BRATTLEBORO — Months after former Town Energy Coordinator Paul Cameron resigned from the position and returned to his home state of North Carolina, the Selectboard unanimously passed a resolution on May 2 recognizing him for his efforts. The Board also appointed a new Energy Coordinator.
Cameron, who served the town for 14 years, left the position in September 2016.
In 2003, Cameron co-founded the nonprofit Brattleboro Climate Protection and shortly thereafter began working with the town to address the energy efficiency and carbon footprint of municipal works and private residences.
One of his projects was to help form the Brattleboro Energy Committee in 2009. The committee's mission, according to the town website, “is to assist Brattleboro residents, businesses, and Town government in reducing energy consumption and costs through conservation, increased energy efficiency, and conversion to renewable energy sources.”

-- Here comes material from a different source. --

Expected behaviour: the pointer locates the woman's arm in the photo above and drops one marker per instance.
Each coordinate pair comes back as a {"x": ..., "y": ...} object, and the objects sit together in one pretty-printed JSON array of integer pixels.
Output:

During his tenure, Cameron became a well-known leader locally and regionally for his work in energy conservation and efficiency, and in renewable energy. He organized workshops and tours, getting people on board with new technologies such as solar power, heat pumps, and pellet boilers.
But one could argue that Cameron's most obvious and lasting influence on Brattleboro only comes out at night.
About six years ago, Cameron and the Energy Committee teamed up with the Department of Public Works and Green Mountain Power to begin converting all of Brattleboro's streetlights and other exterior lights to light-emitting diode fixtures.
The committee also recommended turning some lights off, after an exhaustive study in which committee members surveyed the town's streets on foot to analyze its lighting needs.
The LEDs use far less electricity and have a longer lifespan than incandescent fixtures. By the fall of 2013 the project was complete. Since then, the conversion has saved the town more than $100,000 per year.
It also brought the stars back to town.
The new fixtures' design includes a cutoff feature that concentrates light downward, onto the street - the old fixtures created light pollution that rendered much of the heavens invisible. Thanks to the new streetlamps, more of the night sky is now visible.
Other major projects Cameron led included an upgrade to the town's lighting, boilers, and furnaces, which saved Brattleboro approximately $240,000, and a detailed energy audit of all town buildings. The resulting energy-saving measures from the audit will save the town more than $2 million.
During this year's Representative Town Meeting, Richard Evers proposed the Selectboard officially thank Cameron for his work and wish him well in his future endeavors. The motion passed unanimously.
Evers and Energy Committee Chair Michael Bosworth drafted the document, “Resolution in Grateful Recognition of Paul Cameron.” Town Manager Peter B. Elwell added some slight revisions and presented it to the Board at the May 2 meeting for their consideration.
'Our grateful community'
In addition to the achievements detailed in this article, the resolution also states, “Now, therefore, the Brattleboro Selectboard hereby honors Paul Cameron with this citation to thank him on behalf of our grateful community and to wish him the best of all possible futures.”
Selectboard member Tim Wessel read the full resolution at the Board meeting. Afterward, applause broke out in the room.
“Climate change is the paramount issue of our time,” Evers said. “Paul put his shoulder to the wheel."
“I can't wait to get this approved and get this off to Paul. He has no idea this will happen!” said Evers, who added, “if this helps Paul continue his work, we're all better off."
Meanwhile, the town has been without an energy coordinator.
According to the Town Charter, the energy coordinator works with the energy committee on conservation, energy efficiency, renewable energy, and “other energy-related matters.” Other tasks may include research, gathering data, writing grants, outreach, marketing, and running meetings.
On May 1, the Energy Committee interviewed three candidates for the position - Thomas Franks, Phoebe Gooding, and Kio Okawa. Before the Selectboard had a chance to review the committee's recommendations, Franks withdrew his name for consideration.
At the May 2 Board meeting, Bosworth said committee members “came to the conclusion we could work with any of them” for different reasons, but officially recommended Gooding. The committee noted that among Gooding's skills are: outreach, marketing, grant-writing, and academic and practical experience in sustainability issues.
The Selectboard appointed Gooding as energy coordinator. Gooding's term will last for one year.
Selectboard member John Allen said he encourages Okawa to work with the energy committee.